This is the fifth of a series of reviews of movies showing at the New Haven Documentary Film Festival, or NHDocs, which runs through June 9 at the Whitney Humanities Center at Yale, the main branch of the New Haven Free Public Library, Cafe Nine, and the State House. Click here for a full schedule of screenings.
Writer and director Joe LaDore sets out to fulfill his lifelong desire to make his own television pilot in his endearing film Cover Band: The Making of an Independent Pilot, which documents the inception and creation of one episode of a show about friends who form — you guessed it — a cover band. The show is loosely based on LaDore’s life: He actually played in such a band, Mean Carlene, for ten years.

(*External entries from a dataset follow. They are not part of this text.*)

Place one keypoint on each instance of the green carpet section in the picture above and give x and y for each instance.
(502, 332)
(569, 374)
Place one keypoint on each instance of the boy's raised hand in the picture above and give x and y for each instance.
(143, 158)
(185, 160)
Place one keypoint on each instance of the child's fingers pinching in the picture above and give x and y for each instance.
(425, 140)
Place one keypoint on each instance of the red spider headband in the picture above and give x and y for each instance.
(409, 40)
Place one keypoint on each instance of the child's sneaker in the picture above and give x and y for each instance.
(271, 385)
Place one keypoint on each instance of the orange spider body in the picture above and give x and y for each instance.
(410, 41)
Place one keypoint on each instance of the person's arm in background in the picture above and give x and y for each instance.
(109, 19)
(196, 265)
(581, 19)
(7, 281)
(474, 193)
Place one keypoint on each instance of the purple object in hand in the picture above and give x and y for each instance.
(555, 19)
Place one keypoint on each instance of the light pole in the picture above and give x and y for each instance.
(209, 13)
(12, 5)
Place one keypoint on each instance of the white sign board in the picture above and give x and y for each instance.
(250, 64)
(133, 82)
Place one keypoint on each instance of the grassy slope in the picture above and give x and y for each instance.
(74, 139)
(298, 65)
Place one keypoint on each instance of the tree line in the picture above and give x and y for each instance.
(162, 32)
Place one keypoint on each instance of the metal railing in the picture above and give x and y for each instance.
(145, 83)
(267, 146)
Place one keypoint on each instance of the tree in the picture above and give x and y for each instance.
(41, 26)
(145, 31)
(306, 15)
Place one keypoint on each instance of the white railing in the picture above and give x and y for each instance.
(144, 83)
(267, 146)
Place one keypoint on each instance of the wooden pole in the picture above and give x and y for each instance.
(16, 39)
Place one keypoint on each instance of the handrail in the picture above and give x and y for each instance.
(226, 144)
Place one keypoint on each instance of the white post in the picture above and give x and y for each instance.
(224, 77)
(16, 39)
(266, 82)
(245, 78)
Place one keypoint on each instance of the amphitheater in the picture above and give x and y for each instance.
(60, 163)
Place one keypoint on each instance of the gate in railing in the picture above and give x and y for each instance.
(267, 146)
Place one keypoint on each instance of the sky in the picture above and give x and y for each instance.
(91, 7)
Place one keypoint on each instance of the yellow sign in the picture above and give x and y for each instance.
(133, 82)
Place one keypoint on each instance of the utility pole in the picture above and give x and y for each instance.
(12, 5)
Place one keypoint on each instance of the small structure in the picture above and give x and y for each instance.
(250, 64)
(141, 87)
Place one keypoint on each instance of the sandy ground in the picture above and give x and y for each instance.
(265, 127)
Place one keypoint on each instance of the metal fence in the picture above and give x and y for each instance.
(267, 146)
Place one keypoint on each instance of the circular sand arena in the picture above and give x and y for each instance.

From recruiting friends and family to help make and be in the film to the extended late-night hours of post-production, LaDore captures all the fun amid the frustrations that he, the crew, and the cast had while making LaDore’s dream come true.
The film also includes the pilot in its entirety, and it definitively pays homage to the sitcoms that LaDore, a self-proclaimed “child of the ‘80s,” grew up watching and loving. Sprinkled with cutaways, voiceovers, and nods to classic sitcoms, the laugh track-laced story of friends who work in an office by day and put together a cover band to play in at night — and the characters and situations they encounter in doing so — generates laughs.
It also renews the sense of camaraderie and playfulness witnessed while watching the making of it. Who knows? It may even inspire another would-be filmmaker to do something similar if it means having this much of a good time.
Cover Band screens June 4 at 9 p.m. in the auditorium of the Whitney Humanities Center, 53 Wall St.